Una prima volta, tempo fa [v. il precedente articolo “La logica del card. Koch”),  gli chiedemmo che conoscenza avesse della Weimarana e si è oggi costretti a ripetergli la domanda, sicuri che in nessuno dei 58 volumi in cui è ripartita l’edizione critica delle opere di Lutero, ed in nessuno degli 11 che ne raccolgono l’epistolario, è possibile imbattersi in una sola frase che giustifichi i giudizi di questo eminentissimo porporato in così profonda sintonia ed amicizia col Padre della Riforma.
E poiché certe domande son come le ciliege, l’una cioè tira l’altra, ci sembra ovvio chiedergli pure su quali basi lui stesso e la commissione internazionale per il dialogo tra la Federazione mondiale luterana e il pontificio Consiglio per l’unità dei cristiani abbiano potuto elaborare il documento intitolato “Dal conflitto alla comunione”: si può anche, ma non necessariamente, desistere dal combattere; non si può desistere dal confessare. Si può decidere di comune accordo che è meglio, anzi è più evangelico abbandonare le armi e stringersi la mano, ma “la comunione” è un’altra cosa.

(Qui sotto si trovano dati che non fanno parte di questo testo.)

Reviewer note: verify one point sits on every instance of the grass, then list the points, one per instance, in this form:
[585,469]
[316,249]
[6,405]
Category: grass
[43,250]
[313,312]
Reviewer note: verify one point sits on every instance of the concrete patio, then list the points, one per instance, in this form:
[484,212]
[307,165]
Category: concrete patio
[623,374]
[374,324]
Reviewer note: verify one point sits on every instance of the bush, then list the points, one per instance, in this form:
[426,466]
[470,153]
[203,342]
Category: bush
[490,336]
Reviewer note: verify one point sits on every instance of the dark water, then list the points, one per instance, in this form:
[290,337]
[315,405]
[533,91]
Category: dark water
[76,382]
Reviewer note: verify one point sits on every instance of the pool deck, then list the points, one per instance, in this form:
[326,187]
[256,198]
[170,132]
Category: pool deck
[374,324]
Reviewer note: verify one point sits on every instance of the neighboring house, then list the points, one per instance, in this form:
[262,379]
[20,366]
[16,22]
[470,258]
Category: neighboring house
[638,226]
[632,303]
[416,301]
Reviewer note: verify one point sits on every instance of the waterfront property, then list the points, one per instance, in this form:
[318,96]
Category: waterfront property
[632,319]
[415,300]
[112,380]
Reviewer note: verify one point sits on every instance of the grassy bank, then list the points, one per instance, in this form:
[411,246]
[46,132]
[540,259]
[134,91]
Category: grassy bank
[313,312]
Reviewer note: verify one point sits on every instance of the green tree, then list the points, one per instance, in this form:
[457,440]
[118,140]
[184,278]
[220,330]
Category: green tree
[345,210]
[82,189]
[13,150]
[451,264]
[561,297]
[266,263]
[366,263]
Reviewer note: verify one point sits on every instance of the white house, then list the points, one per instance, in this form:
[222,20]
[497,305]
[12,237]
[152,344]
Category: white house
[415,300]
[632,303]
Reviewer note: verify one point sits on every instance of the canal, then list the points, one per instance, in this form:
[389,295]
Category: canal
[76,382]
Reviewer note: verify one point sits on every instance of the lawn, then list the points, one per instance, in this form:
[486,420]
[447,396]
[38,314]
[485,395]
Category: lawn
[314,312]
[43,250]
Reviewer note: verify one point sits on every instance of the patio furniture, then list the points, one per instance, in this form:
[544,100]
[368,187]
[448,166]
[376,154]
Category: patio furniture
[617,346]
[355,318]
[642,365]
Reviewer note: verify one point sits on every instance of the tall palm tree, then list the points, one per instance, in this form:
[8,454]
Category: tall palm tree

E talmente altra, che non di per sé, cioè non  automaticamente lo stringersi la mano equivale ad una confessione condivisa, ad una convergenza senza se e senza ma, ad un bilaterale e reciproco “comunicare”. Il predetto titolo –
Dal conflitto alla comunione” - pone anzi due problemi distinti e interdipendenti:
1. Fermo restando il dato storico di un conflitto non da altri promosso che dallo stesso Lutero, è ovvio che, fin a quando si condividono i motivi della sua rivolta e se ne fa oggetto di celebrazioni più o meno solenni, il conflitto rimane, sottraendo spazio e respiro alla stessa possibilità della comunione.
2. E se anche, per dabbenaggine o per una sorta di buona ma non illuminata volontà, si chiudesse un occhio sui motivi della divisione, essa tragicamente rimarrebbe a neutralizzare sul nascere ogni anelito alla comunione.

È pertanto assurdo illudersi di stabilire rapporti di comunione lasciando inalterati i motivi della divisione. Sarebbe come metter insieme il diavolo e l’acqua santa. Rimanendo il conflitto, nessun adito, anzi neanche un pertugio viene di fatto aperto alla comunione e l’affermare il contrario è segno o di grande disinformazione, o di poca sincerità, o di mancanza di logica.